The PPP spent 19% and 36% of what it collected from the public. That is a shocking number. It is no wonder Diamond Housing Scheme has only one asphalt-covered dam that could barely fit two cars side by side as its only ingress and egress. It is no wonder we get schemes without basic amenities. People are being asked by government to pay millions for a small piece of land with no amenities and poor infrastructure.
When those private businessmen who get huge chunks of land for next to nothing turn around and charge poor people killer prices for small pieces of land, it is another expose of the truth about failure surrounding the PPP’s housing policy.
Guyanese people are paying too much for land in a country with an abundance of land. The fact that the PPP is spending only about a third to develop the land they sell to Guyanese when they ‘give’ them house lots, tells us that the price of land is too high; tells us that this thing is a profit-making scheme being run on the backs of poor people already crippled by taxes and VAT.
There is no subsidising the cost of land to the people to whom it belongs. While the administration may distribute house lots, it is Guyanese like you and me who are paying an arm and a leg for those house lots.
The PPP forgets to mention that there are really no free house lots in Guyana. You have to pay for that land, and given these numbers disclosed by Kaietuer News, you have to pay a lot for it.
Land distribution should not be a profit-making scheme when people have to take on massive loans to build on those lands they have already paid too much for.
Making money from selling the Guyanese people’s land back to them ends up taking that money from the Guyanese people and giving it to government in profits, all $1248 million of it in 2010.
When you give a government running a corrupt country $1248 million from mostly selling land to struggling people, who knows where it will end up.
The Guyanese people are the ones who have made housing a success.
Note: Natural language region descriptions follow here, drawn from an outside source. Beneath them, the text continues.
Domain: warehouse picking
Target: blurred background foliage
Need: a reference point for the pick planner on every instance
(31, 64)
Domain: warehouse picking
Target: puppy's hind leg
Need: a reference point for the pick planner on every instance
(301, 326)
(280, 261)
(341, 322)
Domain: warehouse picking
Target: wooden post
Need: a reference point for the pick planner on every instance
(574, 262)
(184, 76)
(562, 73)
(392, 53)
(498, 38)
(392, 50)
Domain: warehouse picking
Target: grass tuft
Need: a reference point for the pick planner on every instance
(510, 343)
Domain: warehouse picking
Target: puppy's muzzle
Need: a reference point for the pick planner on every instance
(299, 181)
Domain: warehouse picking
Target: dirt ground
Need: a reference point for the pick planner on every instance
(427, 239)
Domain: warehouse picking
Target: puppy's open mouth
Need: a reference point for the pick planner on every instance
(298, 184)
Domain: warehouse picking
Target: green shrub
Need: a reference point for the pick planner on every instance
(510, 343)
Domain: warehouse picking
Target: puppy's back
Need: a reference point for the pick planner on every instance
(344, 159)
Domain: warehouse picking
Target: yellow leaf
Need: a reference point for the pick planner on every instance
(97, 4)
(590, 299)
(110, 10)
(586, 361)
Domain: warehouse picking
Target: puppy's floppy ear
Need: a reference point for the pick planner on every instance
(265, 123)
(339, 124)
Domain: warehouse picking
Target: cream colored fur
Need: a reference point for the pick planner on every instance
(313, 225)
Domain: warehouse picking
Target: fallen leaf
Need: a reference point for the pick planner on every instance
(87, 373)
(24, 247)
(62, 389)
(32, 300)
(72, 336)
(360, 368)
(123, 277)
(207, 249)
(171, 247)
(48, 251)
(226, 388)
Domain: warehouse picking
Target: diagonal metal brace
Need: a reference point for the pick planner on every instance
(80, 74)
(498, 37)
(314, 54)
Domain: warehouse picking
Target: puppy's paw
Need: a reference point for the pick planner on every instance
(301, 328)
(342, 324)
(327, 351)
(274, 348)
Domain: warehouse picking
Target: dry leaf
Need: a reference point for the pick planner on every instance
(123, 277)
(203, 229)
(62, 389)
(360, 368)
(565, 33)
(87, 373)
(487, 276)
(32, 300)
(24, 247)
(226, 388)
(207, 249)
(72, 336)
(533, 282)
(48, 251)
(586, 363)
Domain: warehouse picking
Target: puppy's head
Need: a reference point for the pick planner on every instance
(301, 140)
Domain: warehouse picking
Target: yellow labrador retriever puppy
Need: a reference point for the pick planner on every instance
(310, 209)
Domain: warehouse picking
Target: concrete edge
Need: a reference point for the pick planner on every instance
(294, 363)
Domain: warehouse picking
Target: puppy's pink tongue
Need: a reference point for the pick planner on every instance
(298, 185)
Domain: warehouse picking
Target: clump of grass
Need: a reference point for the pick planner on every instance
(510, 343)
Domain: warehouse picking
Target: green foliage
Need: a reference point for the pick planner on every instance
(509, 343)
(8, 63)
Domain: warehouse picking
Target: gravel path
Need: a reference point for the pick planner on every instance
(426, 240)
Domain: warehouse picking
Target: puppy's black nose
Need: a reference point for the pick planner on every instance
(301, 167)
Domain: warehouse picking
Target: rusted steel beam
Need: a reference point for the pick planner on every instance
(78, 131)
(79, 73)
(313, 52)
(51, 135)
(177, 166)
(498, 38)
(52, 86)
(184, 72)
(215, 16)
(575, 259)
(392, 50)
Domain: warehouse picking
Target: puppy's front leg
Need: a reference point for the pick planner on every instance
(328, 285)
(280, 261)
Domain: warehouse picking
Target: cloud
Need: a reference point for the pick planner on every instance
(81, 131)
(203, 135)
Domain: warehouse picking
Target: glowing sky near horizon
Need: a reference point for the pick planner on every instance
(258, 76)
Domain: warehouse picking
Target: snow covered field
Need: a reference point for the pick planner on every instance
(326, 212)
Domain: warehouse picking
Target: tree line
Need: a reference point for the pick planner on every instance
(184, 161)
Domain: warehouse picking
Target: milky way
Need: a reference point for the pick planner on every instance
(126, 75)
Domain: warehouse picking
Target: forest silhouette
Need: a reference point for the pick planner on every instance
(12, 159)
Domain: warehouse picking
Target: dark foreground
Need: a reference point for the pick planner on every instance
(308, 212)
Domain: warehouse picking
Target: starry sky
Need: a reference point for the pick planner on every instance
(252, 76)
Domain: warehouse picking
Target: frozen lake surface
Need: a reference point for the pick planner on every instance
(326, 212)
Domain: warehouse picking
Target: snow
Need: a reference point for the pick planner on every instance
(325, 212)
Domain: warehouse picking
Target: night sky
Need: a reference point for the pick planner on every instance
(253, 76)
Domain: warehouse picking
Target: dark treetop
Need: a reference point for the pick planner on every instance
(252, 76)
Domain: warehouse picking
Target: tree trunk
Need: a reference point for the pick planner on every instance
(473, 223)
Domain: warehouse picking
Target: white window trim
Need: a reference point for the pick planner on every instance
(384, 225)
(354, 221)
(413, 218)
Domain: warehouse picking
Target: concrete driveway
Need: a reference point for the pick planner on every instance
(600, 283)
Not the PPP. For it is the Guyanese man or woman, desperate to make himself or herself better in spite of the slackness and failure of the society surrounding him or her, who takes that overpriced piece of swamp without amenities – that those selling it call a house lot – and struggles to build something from it.
While those who can afford it possibly get preferential rates for their land in areas like Pradoville and Pradoville 2, the poor, struggling Guyanese man has to overpay for his. He bears the burden of a mortgage, not the PPP. He faces the demands of the bank when he misses a payment, not the PPP which sold him the land at a ripoff price. It is he and only he who has to face
the consequences of his action. If the administration distributes millions of house lots tomorrow, it does not change that it will make shocking profits on the backs of the struggling Guyanese who bought them.
Nor will it ever change that those who bought them have to lift the financial burden themselves in a country where 33% of their paycheques is lost to income taxes and 16% to VAT and another 5% to NIS payments and where cost of living is driving more and more people into poverty.
When the PPP talks of making possible the dream of people owning their own homes, it does not talk about poor-paying jobs, stagnant incomes, high unemployment and rising cost of living causing many of those living this so-called dream to endure a nightmare to enjoy the roof over a house on an overpriced piece of land a callous government ripped them off with.